Heritage Foundation: California's Self-Defeating Same-Sex Marriage Decision
Friday, May 23, 2008
By Robert Alt
Last week’s decision by the California Supreme Court, discovering a right to same-sex marriage in the state constitution, was greeted with glee by homosexual-rights advocates across the state and across the country. But such jubilation is misplaced, because the decision will likely result in a significant and lasting defeat for same-sex marriage advocates, both in California and beyond. By removing the issue from the political branches and constitutionalizing the policy question, the court’s decision makes compromise less likely and leaves a state constitutional amendment as the only possible response — one in which same-sex marriage advocates are not likely to prevail.
The California case did not present the question of whether same-sex couples were entitled to any legal recognition of their relationships. That question had already been settled by the legislators, who established a domestic partnership law which provided same-sex couples with virtually all the rights and privileges of marriage, including the ability to make medical decisions, file joint state tax returns, and change surnames. The question before the court was therefore more modest: Does restriction of the title “marriage” to opposite sex couples violate the state constitution?
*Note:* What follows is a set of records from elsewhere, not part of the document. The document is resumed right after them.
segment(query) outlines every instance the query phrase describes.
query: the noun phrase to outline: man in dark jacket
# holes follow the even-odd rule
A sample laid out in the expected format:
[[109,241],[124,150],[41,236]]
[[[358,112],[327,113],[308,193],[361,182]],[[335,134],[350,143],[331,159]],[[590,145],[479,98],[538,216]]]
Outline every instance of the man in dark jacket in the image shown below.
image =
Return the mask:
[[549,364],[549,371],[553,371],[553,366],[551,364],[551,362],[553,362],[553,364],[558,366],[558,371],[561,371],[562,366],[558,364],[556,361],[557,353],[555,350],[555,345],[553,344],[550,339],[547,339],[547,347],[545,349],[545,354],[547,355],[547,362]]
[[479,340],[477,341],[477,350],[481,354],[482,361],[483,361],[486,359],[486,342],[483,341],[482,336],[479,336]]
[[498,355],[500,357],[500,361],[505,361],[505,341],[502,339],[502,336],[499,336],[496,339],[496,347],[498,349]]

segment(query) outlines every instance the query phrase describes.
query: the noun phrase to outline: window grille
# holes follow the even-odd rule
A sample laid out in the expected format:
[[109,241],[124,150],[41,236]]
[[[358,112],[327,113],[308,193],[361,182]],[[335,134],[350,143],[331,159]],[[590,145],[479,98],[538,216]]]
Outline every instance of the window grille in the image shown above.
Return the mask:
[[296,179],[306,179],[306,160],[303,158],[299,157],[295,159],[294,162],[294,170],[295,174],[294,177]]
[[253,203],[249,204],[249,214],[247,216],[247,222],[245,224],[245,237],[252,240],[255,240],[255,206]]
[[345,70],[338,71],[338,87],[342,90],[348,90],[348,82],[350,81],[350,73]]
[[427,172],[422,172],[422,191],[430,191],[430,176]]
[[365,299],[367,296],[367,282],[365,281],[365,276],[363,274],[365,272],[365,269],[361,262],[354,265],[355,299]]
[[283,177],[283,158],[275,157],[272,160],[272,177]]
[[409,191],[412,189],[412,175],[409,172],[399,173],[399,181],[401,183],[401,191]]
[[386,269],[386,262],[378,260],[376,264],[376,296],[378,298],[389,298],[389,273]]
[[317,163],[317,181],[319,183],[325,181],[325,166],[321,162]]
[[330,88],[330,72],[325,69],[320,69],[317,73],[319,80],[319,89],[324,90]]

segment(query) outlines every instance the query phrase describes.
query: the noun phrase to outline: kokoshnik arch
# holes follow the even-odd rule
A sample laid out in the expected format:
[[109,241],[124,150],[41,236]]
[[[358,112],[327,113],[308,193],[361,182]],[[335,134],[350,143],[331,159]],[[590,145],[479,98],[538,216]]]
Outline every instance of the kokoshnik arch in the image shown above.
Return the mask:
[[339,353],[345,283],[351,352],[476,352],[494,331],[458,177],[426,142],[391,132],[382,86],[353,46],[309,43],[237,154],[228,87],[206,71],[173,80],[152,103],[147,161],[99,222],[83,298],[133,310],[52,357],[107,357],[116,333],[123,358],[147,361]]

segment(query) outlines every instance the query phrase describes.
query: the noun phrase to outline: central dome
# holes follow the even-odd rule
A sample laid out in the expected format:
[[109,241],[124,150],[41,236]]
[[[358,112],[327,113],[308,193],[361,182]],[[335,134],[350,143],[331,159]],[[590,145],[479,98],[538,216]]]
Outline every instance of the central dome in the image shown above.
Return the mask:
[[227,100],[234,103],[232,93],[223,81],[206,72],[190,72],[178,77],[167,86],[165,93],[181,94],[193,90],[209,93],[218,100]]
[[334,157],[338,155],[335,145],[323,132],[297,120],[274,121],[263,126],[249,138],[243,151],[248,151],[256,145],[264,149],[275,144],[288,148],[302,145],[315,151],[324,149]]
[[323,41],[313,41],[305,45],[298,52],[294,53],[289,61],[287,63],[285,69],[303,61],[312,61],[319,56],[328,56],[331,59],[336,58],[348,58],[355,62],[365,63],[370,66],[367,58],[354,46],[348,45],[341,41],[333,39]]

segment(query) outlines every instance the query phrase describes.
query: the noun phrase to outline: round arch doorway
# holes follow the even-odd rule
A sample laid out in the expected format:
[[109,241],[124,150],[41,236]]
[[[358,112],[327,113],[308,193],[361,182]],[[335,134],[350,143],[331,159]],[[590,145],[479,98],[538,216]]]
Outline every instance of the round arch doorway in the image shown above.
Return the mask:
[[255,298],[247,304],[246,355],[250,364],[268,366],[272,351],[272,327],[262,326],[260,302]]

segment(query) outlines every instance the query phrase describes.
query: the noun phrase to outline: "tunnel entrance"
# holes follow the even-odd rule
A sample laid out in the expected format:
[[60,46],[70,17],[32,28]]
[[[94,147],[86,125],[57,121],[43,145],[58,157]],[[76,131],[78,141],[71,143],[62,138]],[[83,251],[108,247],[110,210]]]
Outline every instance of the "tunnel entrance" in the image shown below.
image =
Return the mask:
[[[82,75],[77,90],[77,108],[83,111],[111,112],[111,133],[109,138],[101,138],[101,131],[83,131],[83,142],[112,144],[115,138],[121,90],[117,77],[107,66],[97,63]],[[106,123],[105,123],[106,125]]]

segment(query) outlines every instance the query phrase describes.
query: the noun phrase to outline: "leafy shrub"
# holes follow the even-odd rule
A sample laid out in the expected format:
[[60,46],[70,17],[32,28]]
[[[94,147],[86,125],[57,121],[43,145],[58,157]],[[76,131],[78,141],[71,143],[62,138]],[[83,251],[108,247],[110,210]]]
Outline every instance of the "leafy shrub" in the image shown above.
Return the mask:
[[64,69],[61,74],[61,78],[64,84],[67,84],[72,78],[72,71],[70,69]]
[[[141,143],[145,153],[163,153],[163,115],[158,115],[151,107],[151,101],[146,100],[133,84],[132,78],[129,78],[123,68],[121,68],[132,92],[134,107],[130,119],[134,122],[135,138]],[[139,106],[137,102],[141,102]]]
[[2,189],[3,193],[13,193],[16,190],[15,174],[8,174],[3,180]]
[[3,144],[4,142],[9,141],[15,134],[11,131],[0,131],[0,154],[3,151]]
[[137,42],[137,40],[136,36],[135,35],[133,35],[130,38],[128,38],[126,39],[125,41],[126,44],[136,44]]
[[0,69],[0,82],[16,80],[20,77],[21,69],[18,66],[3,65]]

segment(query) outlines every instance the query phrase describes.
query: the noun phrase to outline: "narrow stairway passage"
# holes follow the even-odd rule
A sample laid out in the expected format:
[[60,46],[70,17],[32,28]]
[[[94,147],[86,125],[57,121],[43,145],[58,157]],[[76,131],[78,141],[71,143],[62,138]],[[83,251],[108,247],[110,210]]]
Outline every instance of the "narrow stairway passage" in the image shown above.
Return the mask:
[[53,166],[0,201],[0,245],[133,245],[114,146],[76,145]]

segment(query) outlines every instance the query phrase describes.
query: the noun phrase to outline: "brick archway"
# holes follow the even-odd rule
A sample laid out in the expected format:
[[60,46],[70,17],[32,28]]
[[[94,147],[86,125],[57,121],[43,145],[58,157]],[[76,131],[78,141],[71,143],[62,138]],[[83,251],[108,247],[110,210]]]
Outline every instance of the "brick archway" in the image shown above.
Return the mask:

To this modest question came an answer of judicial immodesty. Indeed, as works of judicial activism go, the California Supreme Court’s decision is the Mona Lisa. The 100-plus page opinion begins, ironically enough, by stating “our task in this proceeding is not to decide whether we believe, as a matter of policy, that the officially recognized relationship of a same-sex couple should be designated a marriage rather than a domestic partnership, but to determine whether the difference in the official names of the relationships violates the California Constitution.” Of course, a judge writes this kind of a sentence only as a prologue to penning a policy judgment. And the decision does not disappoint.
Doing what once quaintly was thought to be the work of legislators, the court makes quick work of the task of weighing the relative importance of maintaining a traditional definition of marriage against denying same-sex couples the right to have their relationships accorded the “dignity and equal respect” afforded traditional families. It finds the justifications for maintaining even the label of marriage for traditional opposite-sex couples wanting.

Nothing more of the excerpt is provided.